Danish pension fund manager PKA reported a 5.3% return on investments for 2020, below its 7% average over the last 10 years, saying its infrastructure and real estate investments lent an element of stability to the portfolio when equity markets were at their most volatile.
The firm, which manages around DKK330bn (€44.4bn) for four labour-market schemes, said in today’s investment results announcement that in absolute terms, the return on investments came in at DKK14.4bn.
Michael Nellemann Pedersen, PKA’s CIO, said: “We focus on being able to create a stable return for our members, even when the markets move a lot, as they did in 2020.
“So it is satisfying that we have been able to maintain our investment strategy, even when the declines in the listed markets were at their greatest,” he said.
The provider was also well positioned to continue making good and stable long-term returns, he said.
PKA singled out listed shares and unlisted investments in small and medium-sized firms as two asset types that had contributed the overall 2020 return.

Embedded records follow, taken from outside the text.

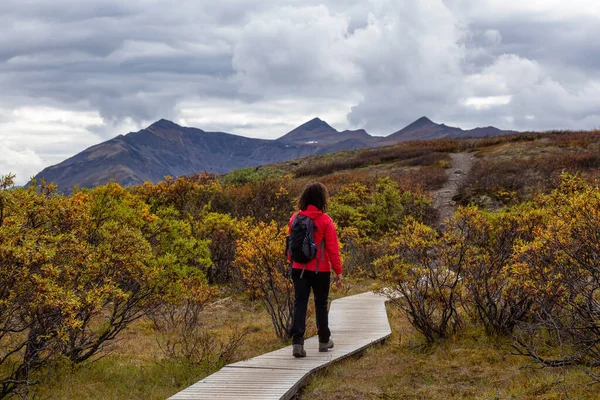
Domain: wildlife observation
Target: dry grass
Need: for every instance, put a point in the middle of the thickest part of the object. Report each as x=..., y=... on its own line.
x=467, y=367
x=137, y=369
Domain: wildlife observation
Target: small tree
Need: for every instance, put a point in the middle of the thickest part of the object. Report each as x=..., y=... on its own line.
x=264, y=272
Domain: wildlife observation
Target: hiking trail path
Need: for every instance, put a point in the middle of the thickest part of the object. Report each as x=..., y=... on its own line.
x=461, y=164
x=356, y=322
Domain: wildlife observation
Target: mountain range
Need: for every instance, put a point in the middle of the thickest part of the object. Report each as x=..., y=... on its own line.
x=165, y=148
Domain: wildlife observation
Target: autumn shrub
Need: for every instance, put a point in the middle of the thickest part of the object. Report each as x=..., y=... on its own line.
x=221, y=231
x=265, y=271
x=491, y=295
x=423, y=278
x=418, y=153
x=559, y=268
x=183, y=335
x=77, y=270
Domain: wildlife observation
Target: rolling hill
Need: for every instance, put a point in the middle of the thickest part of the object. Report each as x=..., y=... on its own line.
x=165, y=148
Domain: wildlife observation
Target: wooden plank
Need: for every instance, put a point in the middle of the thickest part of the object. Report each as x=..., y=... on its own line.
x=356, y=322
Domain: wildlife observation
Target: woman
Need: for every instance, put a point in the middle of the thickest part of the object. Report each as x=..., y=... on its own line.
x=315, y=273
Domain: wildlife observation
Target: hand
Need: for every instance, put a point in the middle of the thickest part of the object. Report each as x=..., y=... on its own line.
x=338, y=280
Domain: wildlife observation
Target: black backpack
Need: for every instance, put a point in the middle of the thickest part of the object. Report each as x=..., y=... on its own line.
x=300, y=243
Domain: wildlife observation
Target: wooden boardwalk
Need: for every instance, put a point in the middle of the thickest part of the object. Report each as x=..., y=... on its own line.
x=356, y=322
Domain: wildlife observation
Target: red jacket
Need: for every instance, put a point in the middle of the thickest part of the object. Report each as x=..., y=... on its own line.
x=324, y=228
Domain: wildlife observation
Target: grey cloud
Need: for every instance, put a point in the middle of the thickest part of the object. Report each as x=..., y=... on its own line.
x=383, y=62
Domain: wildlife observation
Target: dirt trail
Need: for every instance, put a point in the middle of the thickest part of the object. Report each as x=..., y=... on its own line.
x=457, y=173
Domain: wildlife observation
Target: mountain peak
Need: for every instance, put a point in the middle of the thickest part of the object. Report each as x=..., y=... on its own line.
x=164, y=124
x=423, y=121
x=313, y=130
x=315, y=124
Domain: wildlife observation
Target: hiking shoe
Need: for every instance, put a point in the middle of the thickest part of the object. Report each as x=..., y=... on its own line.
x=298, y=351
x=323, y=347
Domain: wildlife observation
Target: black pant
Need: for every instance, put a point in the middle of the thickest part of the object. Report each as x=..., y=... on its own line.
x=320, y=286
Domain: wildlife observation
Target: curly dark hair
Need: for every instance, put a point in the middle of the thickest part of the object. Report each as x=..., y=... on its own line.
x=315, y=194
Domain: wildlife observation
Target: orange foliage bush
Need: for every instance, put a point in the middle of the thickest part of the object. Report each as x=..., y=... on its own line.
x=265, y=272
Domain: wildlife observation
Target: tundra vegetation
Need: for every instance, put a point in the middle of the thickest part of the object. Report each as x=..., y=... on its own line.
x=139, y=292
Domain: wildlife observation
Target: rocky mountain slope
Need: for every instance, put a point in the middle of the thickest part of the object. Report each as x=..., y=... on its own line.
x=165, y=148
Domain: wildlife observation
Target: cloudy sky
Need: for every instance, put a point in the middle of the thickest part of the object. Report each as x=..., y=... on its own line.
x=74, y=73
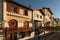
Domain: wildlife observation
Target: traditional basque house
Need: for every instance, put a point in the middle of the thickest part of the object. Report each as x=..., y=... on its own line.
x=38, y=17
x=16, y=19
x=48, y=16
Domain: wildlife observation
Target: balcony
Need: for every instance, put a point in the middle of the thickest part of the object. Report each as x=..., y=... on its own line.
x=16, y=30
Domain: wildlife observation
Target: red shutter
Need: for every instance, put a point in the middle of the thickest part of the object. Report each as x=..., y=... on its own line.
x=8, y=7
x=18, y=10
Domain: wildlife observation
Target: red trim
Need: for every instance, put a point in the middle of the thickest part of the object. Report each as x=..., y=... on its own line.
x=17, y=16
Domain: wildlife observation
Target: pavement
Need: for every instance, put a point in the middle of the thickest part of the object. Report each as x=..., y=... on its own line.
x=49, y=36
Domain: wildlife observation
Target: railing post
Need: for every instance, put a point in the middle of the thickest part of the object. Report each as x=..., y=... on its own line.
x=33, y=27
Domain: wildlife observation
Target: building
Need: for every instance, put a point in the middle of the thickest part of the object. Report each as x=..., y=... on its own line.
x=48, y=16
x=54, y=22
x=58, y=21
x=38, y=17
x=16, y=19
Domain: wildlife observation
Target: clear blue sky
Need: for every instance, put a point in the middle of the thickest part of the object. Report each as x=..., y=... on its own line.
x=54, y=5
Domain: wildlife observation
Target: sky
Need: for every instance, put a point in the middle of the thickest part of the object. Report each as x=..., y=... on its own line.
x=54, y=5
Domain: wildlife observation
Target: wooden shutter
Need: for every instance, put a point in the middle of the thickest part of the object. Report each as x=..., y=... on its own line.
x=8, y=7
x=18, y=10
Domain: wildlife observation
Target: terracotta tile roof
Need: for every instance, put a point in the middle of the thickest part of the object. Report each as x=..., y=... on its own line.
x=18, y=4
x=48, y=9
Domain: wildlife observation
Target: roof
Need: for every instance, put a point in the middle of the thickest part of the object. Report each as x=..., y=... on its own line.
x=40, y=11
x=11, y=1
x=48, y=9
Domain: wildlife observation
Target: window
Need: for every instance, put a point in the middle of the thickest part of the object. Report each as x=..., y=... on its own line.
x=14, y=9
x=26, y=24
x=26, y=12
x=37, y=16
x=41, y=17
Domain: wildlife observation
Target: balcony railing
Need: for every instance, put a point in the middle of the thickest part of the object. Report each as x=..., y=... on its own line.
x=15, y=30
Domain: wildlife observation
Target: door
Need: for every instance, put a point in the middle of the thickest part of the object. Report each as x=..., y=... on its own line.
x=11, y=36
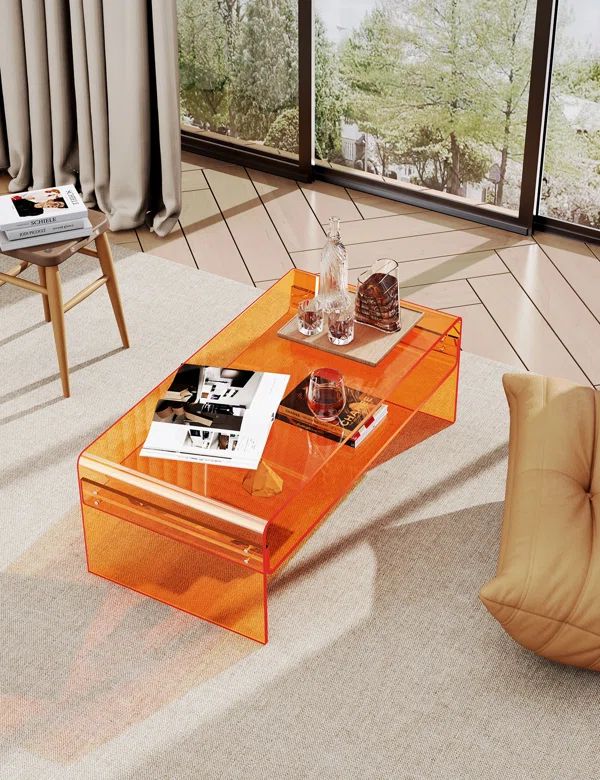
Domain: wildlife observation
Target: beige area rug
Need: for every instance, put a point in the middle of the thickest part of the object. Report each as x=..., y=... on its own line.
x=381, y=664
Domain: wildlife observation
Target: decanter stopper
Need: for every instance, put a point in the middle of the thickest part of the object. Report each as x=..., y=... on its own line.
x=333, y=276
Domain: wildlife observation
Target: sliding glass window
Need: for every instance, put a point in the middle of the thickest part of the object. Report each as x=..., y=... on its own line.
x=441, y=103
x=570, y=190
x=431, y=95
x=238, y=64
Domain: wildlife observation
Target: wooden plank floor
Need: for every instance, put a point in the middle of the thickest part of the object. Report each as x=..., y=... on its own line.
x=531, y=302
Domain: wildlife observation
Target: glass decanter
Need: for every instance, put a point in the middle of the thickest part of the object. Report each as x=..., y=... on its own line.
x=333, y=275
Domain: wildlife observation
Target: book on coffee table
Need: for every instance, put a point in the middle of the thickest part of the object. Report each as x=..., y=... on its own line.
x=218, y=416
x=359, y=417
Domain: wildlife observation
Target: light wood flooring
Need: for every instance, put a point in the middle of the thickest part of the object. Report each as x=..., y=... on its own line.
x=532, y=302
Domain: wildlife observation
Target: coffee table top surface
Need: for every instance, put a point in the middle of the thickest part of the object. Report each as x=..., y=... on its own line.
x=180, y=497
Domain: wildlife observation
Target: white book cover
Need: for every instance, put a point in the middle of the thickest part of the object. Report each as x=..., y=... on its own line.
x=23, y=243
x=41, y=207
x=225, y=419
x=48, y=230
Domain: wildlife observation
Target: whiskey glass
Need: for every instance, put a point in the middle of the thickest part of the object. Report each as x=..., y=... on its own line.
x=310, y=316
x=378, y=296
x=326, y=394
x=341, y=321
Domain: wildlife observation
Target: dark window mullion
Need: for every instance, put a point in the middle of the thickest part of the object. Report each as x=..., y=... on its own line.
x=306, y=90
x=541, y=68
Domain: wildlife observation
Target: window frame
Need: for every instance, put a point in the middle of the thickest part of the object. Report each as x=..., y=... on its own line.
x=305, y=168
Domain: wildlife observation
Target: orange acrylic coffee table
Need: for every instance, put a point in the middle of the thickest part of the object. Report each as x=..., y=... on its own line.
x=190, y=535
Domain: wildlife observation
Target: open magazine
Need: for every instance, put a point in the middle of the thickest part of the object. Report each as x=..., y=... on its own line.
x=219, y=416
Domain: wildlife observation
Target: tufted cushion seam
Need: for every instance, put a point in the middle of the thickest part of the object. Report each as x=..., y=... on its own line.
x=534, y=537
x=584, y=488
x=582, y=590
x=543, y=617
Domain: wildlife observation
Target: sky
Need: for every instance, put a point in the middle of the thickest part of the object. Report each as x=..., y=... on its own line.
x=341, y=16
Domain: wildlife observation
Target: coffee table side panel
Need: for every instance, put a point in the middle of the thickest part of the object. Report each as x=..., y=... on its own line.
x=220, y=591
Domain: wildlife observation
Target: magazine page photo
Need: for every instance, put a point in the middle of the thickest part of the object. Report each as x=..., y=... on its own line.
x=215, y=415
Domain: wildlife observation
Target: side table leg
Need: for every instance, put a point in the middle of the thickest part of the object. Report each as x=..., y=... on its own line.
x=57, y=315
x=108, y=269
x=42, y=277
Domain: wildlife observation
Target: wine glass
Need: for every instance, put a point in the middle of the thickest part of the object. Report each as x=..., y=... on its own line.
x=326, y=396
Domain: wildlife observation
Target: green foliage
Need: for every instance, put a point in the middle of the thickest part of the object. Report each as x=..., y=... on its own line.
x=204, y=62
x=283, y=133
x=441, y=85
x=330, y=96
x=430, y=151
x=265, y=81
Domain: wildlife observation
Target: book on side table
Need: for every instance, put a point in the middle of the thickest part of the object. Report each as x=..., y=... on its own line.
x=40, y=217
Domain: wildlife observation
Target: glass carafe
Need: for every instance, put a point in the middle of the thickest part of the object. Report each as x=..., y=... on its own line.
x=333, y=276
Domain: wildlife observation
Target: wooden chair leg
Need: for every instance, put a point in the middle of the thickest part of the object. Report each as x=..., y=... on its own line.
x=42, y=275
x=108, y=269
x=57, y=316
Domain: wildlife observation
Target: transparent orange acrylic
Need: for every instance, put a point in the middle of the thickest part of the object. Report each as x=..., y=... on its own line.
x=190, y=535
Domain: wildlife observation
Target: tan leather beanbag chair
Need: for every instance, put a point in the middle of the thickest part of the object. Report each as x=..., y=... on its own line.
x=546, y=593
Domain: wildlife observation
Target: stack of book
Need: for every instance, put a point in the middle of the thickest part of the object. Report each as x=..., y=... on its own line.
x=41, y=217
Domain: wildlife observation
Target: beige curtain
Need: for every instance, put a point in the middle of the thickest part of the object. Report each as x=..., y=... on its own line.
x=90, y=94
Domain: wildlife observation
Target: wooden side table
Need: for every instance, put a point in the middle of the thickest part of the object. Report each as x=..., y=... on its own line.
x=48, y=257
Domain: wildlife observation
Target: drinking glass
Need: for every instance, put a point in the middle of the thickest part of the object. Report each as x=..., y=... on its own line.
x=341, y=321
x=326, y=395
x=378, y=296
x=310, y=316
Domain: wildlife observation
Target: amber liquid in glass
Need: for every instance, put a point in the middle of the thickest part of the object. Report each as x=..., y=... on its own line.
x=326, y=402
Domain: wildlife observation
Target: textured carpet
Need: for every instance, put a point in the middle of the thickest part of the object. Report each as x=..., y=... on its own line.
x=381, y=663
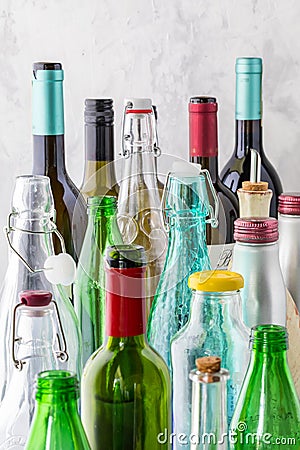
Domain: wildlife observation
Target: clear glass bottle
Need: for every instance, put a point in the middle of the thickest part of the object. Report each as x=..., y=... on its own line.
x=268, y=411
x=215, y=327
x=56, y=423
x=99, y=177
x=125, y=384
x=36, y=346
x=186, y=208
x=139, y=214
x=256, y=257
x=29, y=231
x=209, y=429
x=89, y=299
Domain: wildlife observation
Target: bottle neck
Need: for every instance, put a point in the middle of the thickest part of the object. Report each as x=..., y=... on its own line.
x=99, y=169
x=216, y=309
x=248, y=134
x=125, y=305
x=209, y=163
x=49, y=155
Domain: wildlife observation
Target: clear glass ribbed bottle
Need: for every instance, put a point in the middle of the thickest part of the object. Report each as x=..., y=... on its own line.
x=215, y=327
x=56, y=423
x=267, y=413
x=36, y=347
x=126, y=384
x=89, y=299
x=139, y=214
x=209, y=428
x=30, y=232
x=186, y=208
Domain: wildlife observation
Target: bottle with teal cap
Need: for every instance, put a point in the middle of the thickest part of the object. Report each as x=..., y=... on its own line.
x=49, y=153
x=248, y=132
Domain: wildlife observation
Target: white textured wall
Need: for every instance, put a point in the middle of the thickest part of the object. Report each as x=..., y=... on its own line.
x=164, y=49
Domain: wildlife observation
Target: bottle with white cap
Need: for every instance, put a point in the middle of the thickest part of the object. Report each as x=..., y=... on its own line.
x=139, y=215
x=34, y=266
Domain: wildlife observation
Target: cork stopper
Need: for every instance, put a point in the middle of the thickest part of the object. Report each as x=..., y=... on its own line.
x=208, y=364
x=255, y=186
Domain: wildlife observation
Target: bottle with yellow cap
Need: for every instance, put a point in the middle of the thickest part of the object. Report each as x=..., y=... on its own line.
x=215, y=327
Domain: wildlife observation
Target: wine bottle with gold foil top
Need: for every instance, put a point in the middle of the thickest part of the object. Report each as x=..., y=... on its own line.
x=139, y=213
x=99, y=173
x=49, y=154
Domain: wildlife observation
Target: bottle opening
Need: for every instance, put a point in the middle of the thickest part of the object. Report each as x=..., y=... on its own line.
x=269, y=338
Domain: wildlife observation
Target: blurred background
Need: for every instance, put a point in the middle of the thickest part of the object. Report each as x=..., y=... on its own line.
x=164, y=49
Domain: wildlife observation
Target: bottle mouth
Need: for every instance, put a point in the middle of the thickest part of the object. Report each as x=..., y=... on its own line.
x=259, y=230
x=57, y=383
x=289, y=203
x=269, y=338
x=99, y=111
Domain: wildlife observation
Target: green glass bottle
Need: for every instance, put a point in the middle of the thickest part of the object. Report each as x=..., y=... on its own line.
x=126, y=384
x=268, y=410
x=56, y=423
x=89, y=298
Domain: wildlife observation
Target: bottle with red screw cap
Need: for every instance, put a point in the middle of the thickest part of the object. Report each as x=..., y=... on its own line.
x=38, y=343
x=289, y=241
x=256, y=257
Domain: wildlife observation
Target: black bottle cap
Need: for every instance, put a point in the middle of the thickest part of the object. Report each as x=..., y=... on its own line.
x=203, y=99
x=99, y=111
x=125, y=256
x=46, y=66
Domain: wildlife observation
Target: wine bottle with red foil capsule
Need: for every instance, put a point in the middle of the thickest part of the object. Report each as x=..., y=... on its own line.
x=203, y=130
x=248, y=131
x=126, y=384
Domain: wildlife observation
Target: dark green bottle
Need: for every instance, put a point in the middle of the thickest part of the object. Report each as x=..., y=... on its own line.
x=267, y=414
x=89, y=291
x=126, y=384
x=56, y=423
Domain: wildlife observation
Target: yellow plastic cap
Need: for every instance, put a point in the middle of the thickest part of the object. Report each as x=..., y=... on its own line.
x=216, y=281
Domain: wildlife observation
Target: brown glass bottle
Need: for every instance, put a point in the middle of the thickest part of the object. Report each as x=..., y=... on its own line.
x=99, y=174
x=49, y=154
x=204, y=151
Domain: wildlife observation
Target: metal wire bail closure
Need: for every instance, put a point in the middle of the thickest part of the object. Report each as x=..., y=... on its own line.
x=213, y=210
x=61, y=353
x=9, y=228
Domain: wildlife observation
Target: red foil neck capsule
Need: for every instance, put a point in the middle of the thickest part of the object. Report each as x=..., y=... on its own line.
x=125, y=302
x=289, y=203
x=203, y=127
x=256, y=230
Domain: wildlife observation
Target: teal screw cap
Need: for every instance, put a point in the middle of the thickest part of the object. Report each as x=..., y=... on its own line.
x=47, y=99
x=248, y=88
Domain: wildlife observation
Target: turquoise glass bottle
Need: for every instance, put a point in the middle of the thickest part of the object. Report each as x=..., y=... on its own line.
x=186, y=208
x=56, y=423
x=267, y=413
x=89, y=299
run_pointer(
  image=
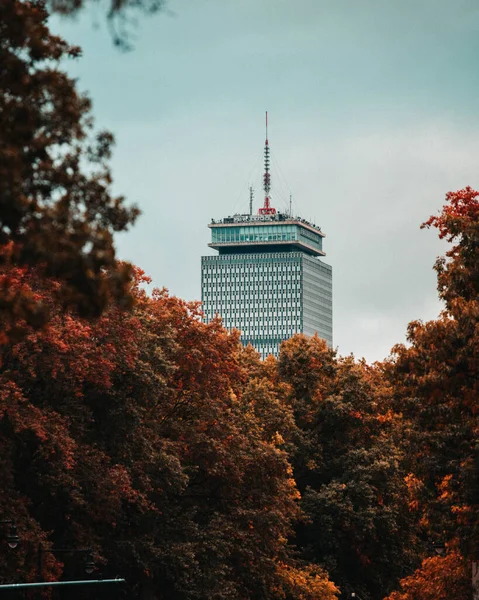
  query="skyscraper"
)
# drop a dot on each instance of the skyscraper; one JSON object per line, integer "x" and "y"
{"x": 268, "y": 280}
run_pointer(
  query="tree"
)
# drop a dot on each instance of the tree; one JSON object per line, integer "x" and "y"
{"x": 348, "y": 470}
{"x": 138, "y": 435}
{"x": 57, "y": 212}
{"x": 436, "y": 381}
{"x": 438, "y": 578}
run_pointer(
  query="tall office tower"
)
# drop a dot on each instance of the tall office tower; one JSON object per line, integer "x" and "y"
{"x": 268, "y": 280}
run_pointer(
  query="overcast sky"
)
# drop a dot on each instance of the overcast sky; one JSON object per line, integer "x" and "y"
{"x": 373, "y": 118}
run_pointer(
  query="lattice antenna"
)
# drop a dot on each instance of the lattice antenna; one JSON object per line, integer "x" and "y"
{"x": 267, "y": 209}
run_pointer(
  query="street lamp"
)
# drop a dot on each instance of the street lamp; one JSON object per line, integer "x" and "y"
{"x": 439, "y": 548}
{"x": 12, "y": 537}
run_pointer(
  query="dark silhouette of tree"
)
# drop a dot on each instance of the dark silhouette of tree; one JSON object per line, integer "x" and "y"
{"x": 57, "y": 212}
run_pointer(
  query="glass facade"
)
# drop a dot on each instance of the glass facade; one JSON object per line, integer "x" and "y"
{"x": 268, "y": 295}
{"x": 265, "y": 233}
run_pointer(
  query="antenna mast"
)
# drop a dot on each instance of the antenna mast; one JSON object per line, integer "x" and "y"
{"x": 267, "y": 209}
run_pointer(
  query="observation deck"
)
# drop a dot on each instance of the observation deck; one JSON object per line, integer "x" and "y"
{"x": 278, "y": 232}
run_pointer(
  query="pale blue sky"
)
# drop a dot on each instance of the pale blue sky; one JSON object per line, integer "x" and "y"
{"x": 373, "y": 118}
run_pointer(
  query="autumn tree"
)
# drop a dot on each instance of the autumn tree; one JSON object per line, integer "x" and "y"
{"x": 438, "y": 578}
{"x": 348, "y": 469}
{"x": 57, "y": 212}
{"x": 436, "y": 380}
{"x": 140, "y": 436}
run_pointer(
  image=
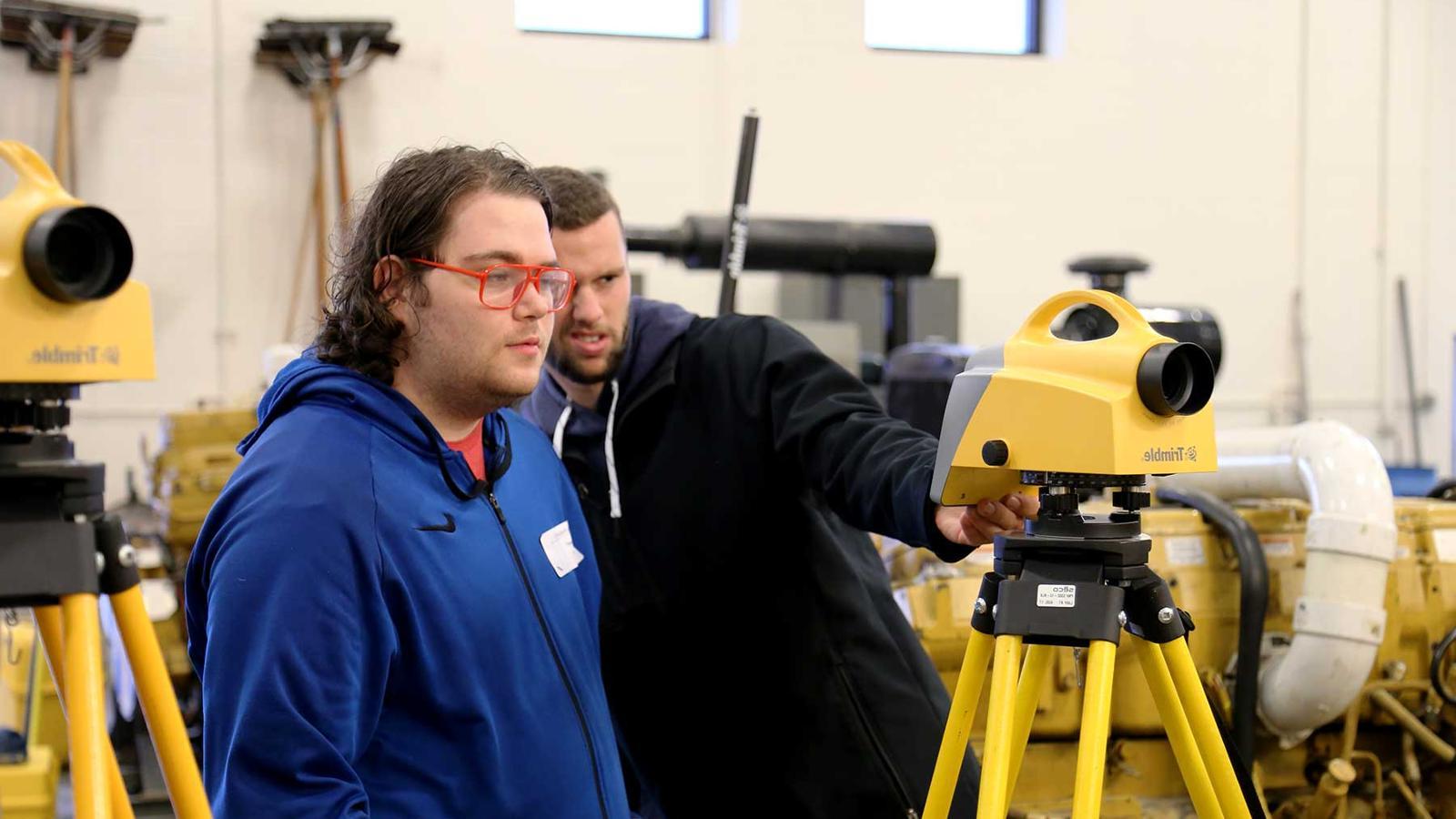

Last November, the pension fund announced it was investing DKK22bn in private equity over the next three years, via a fund set up by its subsidiary Institutional Investment Partners Denmark (IIP Denmark), to invest in unlisted small and medium-sized companies.
PKA said in the results statement today that its strategy for diversification across a wide range of asset classes had helped it to avoid very large losses as a result of COVID-19.
“Investments in infrastructure such as wind turbines and solar cells as well as real estate investments provided stability in the portfolio, when fluctuations on equity markets were at their greatest,” the pension fund company said.
The firm, whose four pension fund clients primarily serve employees in Denmark’s health and social care sectors, also said it had reached its goal of DKK30bn in green investments in 2020, corresponding to 10% of its total assets.
Nellemann Pedersen said this figure would continue to increase in years to come.